HTML from allocated worker node while running

<!DOCTYPE html>
<html lang="en">
  <head>
    <meta charset="UTF-8" />
    <meta name="viewport" content="width=device-width, initial-scale=1.0" />
    <link rel="apple-touch-icon" sizes="180x180" href="/apple-touch-icon.png" />
    <link rel="icon" type="image/png" sizes="32x32" href="/favicon-32x32.png" />
    <link rel="icon" type="image/png" sizes="16x16" href="/favicon-16x16.png" />
    <link rel="manifest" href="/site.webmanifest" crossorigin="use-credentials" />
    <meta name="theme-color" content="#2563eb" />
    <title>CryoSPARC</title>
    <script>
      if (localStorage.getItem('cryosparc_dark') === 'true') {
        document.querySelector('html').classList.add('dark');
      } else {
        document.querySelector('html').classList.remove('dark');
      }
    </script>
    <script type="module" crossorigin src="/assets/index.8c7c23d8.js"></script>
    <link rel="modulepreload" href="/assets/vendor.5a86cc54.js">
    <link rel="stylesheet" href="/assets/index.3af1f6d6.css">
  </head>
  <body>
    <div id="app"></div>
    <noscript>You need to enable JavaScript to run this app.</noscript>
    <script id="state">__CRYOSPARC__={user:null,ddpToken:null,runningVersion:null,jobTypesAvailable:null,lanes:null,targets:null,keycloakAuthEnabled:undefined}</script>
    
  </body>
</html>

… is the expected output for the port number of the CryoSPARC browser interface.
Could the port number omitted from the error message you posted earlier

have been different?
What is the output of the curl commands after incrementing the port number by 2?
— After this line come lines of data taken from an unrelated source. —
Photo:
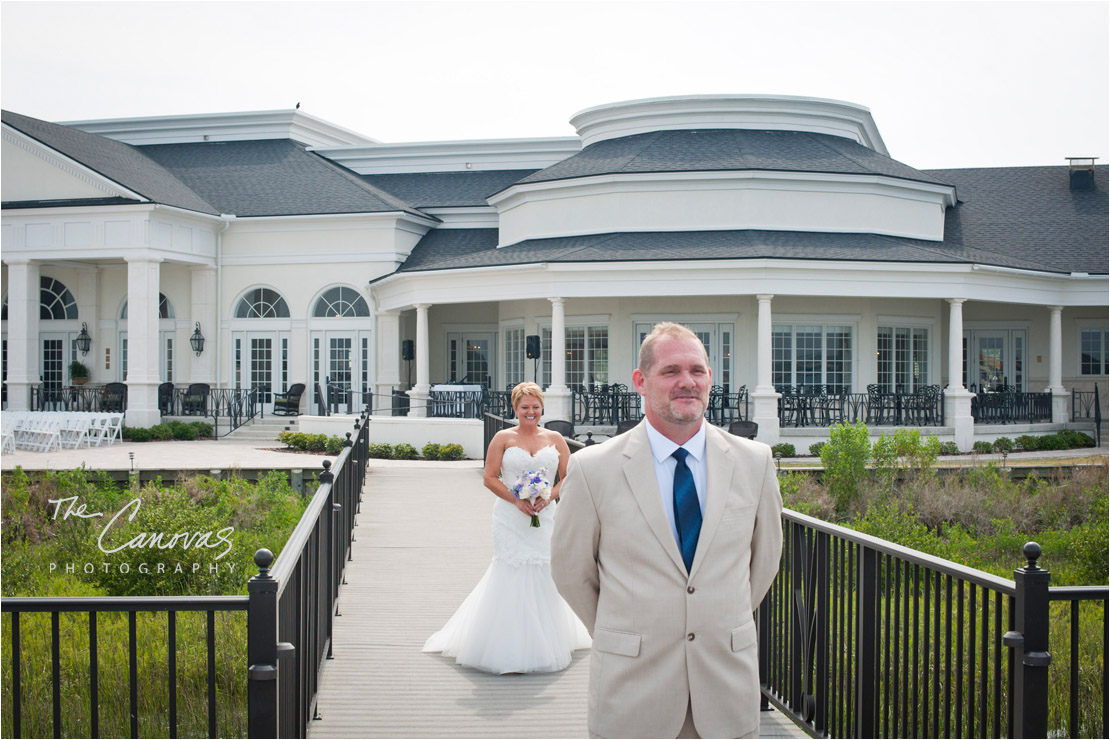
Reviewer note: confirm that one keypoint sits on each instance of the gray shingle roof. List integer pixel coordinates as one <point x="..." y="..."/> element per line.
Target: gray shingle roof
<point x="114" y="160"/>
<point x="715" y="150"/>
<point x="272" y="178"/>
<point x="426" y="190"/>
<point x="1022" y="218"/>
Thank you for your quick response the API port which is quoted in the error is indeed incremented by 2 relative to the “CRYOSPARC_BASE_PORT”.

curl on master with correct port:

Hello World from cryosparc command core.

curl on allocated worker with correct port:

Hello World from cryosparc command core.

Hi again,

We keep struggling to debug this issue further. What exactly is the API part of the master responsible for during normal conditions and what possible reasons could the master have for refusing a connection? An obvious solution is if there is any way to increase the maximum allowed Connections Refused but so far we have yet to find such a setting.

Best,
Victor

Please can you email us the error report for a job that has failed in this way.
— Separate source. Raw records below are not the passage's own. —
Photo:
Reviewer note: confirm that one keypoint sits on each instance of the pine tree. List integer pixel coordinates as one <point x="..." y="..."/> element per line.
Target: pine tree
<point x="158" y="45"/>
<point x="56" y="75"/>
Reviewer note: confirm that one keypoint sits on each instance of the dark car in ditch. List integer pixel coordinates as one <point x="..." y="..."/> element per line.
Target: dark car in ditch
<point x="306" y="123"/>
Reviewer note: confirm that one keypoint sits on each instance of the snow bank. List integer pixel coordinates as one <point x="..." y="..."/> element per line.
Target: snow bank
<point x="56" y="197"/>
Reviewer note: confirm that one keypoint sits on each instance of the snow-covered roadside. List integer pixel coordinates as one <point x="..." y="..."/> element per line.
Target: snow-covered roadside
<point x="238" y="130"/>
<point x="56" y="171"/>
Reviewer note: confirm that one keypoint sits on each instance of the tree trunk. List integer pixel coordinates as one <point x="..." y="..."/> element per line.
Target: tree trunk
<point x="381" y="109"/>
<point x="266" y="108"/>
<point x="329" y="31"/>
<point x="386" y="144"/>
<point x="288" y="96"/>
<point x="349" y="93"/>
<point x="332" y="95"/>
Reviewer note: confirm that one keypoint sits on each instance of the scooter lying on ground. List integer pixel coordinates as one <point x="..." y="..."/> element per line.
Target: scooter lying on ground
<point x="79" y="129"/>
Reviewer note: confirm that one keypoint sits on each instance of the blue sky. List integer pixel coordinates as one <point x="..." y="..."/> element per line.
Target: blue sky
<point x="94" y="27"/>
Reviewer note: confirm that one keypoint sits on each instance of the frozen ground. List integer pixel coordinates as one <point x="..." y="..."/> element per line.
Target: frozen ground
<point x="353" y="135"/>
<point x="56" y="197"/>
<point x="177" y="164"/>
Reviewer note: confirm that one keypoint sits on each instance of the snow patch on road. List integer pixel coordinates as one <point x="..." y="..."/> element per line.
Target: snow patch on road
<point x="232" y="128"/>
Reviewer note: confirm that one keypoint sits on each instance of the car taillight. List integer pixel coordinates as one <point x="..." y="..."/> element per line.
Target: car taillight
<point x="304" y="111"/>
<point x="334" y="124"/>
Based on this observation and the expected responses from the command core port,

I hypothesize that that the problem is caused by excessive load on either the CryoSPARC master host or the network. A possible intervention would be to significantly increase the allowed heartbeat interval.
This can be done by adding the line
export CRYOSPARC_HEARTBEAT_SECONDS=600
to the end of cryosparc_master/config.sh.
The new setting should become active after cryosparcm restart.

Hi wtempel,

Thanks for checking this. We have already tried prolonging the heartbeat timeout. This does not fix the issue as the worker considers the connection to cryosparc command lost after 3 failed connections. No more heartbeats will be sent by the worker. The master is waiting for the heartbeat timeout to run out.
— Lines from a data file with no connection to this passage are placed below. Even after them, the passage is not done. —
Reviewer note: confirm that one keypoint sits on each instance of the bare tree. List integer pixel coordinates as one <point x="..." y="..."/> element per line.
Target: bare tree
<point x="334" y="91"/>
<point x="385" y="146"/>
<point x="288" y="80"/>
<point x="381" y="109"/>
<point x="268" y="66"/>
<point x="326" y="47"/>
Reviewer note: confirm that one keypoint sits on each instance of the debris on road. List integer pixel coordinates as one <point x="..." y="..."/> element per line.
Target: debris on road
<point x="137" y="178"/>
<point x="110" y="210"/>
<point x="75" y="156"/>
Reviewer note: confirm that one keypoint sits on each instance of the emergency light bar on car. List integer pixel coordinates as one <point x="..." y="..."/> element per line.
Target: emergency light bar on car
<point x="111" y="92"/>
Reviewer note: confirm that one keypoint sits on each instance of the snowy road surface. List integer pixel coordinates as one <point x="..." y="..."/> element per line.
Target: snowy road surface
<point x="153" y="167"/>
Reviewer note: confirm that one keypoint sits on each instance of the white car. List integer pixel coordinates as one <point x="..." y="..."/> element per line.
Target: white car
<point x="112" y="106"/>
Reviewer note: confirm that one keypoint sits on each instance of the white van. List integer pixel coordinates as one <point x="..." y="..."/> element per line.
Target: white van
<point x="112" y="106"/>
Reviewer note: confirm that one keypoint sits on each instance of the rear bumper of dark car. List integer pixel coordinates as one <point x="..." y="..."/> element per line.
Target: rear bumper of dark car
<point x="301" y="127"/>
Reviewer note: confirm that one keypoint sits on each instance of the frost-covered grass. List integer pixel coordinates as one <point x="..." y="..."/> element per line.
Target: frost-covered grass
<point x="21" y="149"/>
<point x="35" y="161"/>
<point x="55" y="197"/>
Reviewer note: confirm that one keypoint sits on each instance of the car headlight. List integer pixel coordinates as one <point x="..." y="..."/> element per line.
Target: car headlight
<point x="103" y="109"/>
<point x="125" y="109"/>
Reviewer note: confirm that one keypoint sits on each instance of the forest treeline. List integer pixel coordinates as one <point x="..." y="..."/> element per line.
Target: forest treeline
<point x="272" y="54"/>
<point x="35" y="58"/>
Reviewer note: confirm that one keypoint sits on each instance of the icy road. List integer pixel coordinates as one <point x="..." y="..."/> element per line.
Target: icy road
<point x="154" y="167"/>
Example output from cryosparcm joblog PX JX

========= sending heartbeat
Connection Refused: Server at http://login2.tcblab:39342/api is not accepting new connections. Is the server running?
========= sending heartbeat
========= sending heartbeat
========= sending heartbeat
========= sending heartbeat
Connection Refused: Server at http://login2.tcblab:39342/api is not accepting new connections. Is the server running?
 ************* Connection to cryosparc command lost.

This is the final output and the master eventually terminates the job after the heartbeat timeout.

Best,
V

1 Like

CryoSPARC v4.1.0 includes changes to heartbeat checking that may mitigate this problem. As of December 2022, I recommend updating to v4.1.1.